R.H. : Ce qui est important pour eux c'est la relation, c'est passer un bon moment au travail et le partager ensemble. Je me rappelle le cas de serveuses à qui je demandais comment s'était passée la journée. Elles répondaient : « c'était génial ! » Génial ? J’imaginais donc qu'on avait fait un nombre de couverts impressionnant. Je leur disais « Ah oui, on a fait un bon chiffre? ». « Un bon chiffre ? Ah non pas du tout... On a fait deux fois moins qu'hier ! » (rires). Mais elles avaient passé une très belle journée et fait de belles rencontres.
A.P : Quelles sont les différences quand on travaille avec des Brésiliens ?
R.H. : Au-delà de la productivité, quand on travaille avec des Brésiliens il faut beaucoup les encourager, les féliciter, les remercier. Mais en même temps, les Brésiliens sont des bosseurs. Ils n’hésitent pas à faire beaucoup d’heures, ils sont courageux, plein de bonne volonté, ont envie d’apprendre et sont toujours de bonne humeur. Ce sont les cotés sympas du travail avec eux.
A.P : Comment avez-vous fait face avec vos fournisseurs ? Vos collaborateurs ? Vos interlocuteurs ?
R.H. : Il faut avoir une volonté de fer pour continuer et ne rien lâcher. Pour la productivité, on revoit son management au quotidien. On adapte l’organisation pour mettre son équipe dans des conditions de productivité optimale. Je ne peux pas et ne veux surtout pas les changer, je travaille avec l'équipe que j’ai en m’adaptant au mieux. Puis j’investis dans des équipements pour combler ce manque de productivité.
A.P : Quels sont les principaux conseils à donner à un entrepreneur qui s’installe à Rio ?

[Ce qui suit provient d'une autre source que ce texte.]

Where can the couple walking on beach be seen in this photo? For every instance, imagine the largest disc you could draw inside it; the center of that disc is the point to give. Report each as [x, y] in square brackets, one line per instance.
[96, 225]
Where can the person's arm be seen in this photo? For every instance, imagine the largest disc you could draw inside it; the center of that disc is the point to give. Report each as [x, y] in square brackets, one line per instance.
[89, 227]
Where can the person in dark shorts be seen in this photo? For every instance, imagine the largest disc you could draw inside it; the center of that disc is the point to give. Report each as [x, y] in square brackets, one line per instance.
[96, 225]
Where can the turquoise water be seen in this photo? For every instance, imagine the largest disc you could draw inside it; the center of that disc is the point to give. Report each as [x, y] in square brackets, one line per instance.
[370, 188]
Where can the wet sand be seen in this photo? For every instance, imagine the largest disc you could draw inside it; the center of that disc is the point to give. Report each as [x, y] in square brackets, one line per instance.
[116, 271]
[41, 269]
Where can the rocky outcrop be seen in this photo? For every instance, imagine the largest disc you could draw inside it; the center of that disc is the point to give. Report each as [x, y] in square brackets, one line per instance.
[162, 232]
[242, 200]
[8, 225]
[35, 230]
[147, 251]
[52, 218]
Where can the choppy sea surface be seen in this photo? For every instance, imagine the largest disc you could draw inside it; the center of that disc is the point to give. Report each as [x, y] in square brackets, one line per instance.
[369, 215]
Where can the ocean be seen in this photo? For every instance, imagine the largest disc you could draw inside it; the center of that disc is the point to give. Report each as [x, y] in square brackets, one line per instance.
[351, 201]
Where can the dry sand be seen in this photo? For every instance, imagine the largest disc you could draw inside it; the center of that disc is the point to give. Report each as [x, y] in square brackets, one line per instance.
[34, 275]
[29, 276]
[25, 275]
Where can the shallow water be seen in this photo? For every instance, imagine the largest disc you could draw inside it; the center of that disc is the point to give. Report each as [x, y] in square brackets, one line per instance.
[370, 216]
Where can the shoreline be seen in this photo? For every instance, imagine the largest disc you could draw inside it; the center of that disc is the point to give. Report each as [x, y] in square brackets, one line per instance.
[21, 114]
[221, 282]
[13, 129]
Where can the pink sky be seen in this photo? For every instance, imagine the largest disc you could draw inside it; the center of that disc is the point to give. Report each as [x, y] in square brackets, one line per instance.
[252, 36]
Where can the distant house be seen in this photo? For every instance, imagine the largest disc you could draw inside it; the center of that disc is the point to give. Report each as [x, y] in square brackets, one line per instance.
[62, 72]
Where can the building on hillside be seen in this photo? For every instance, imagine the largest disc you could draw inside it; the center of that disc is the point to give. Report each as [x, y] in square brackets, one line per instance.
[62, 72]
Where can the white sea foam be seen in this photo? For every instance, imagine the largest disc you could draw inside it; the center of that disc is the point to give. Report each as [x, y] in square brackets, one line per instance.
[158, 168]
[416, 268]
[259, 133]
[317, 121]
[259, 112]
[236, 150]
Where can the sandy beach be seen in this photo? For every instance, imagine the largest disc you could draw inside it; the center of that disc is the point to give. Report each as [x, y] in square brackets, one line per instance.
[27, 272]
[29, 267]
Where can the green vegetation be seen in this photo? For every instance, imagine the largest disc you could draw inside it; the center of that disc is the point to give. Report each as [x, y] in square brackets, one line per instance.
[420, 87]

R.H. : D’abord, d’entreprendre une activité professionnelle, la plus simple possible. Ensuite, j’irais presque conseiller de ne pas venir au Brésil ! (rires). Je ne regrette rien aujourd’hui car avec ma famille nous avons appris à nous dépasser, nous avons une vie que nous aimons à Rio. Mais très franchement, il y a d’autres pays d’ Amérique latine où il est plus simple de monter une affaire. Le Mexique par exemple, où la bureaucratie est plus légère et les infrastructures meilleures.
A.P : Est-que le Brésil est une sorte de grande école de l’apprentissage de l’impuissance ?
R.H. : Oui, je pense. Le Brésil, c’est un peu comme la samba. Il y a des périodes où tout se fait rapidement, où ça bouge puis ensuite de grands temps morts, où ils ne se passe rien, où on attend. Il faut accepter ça.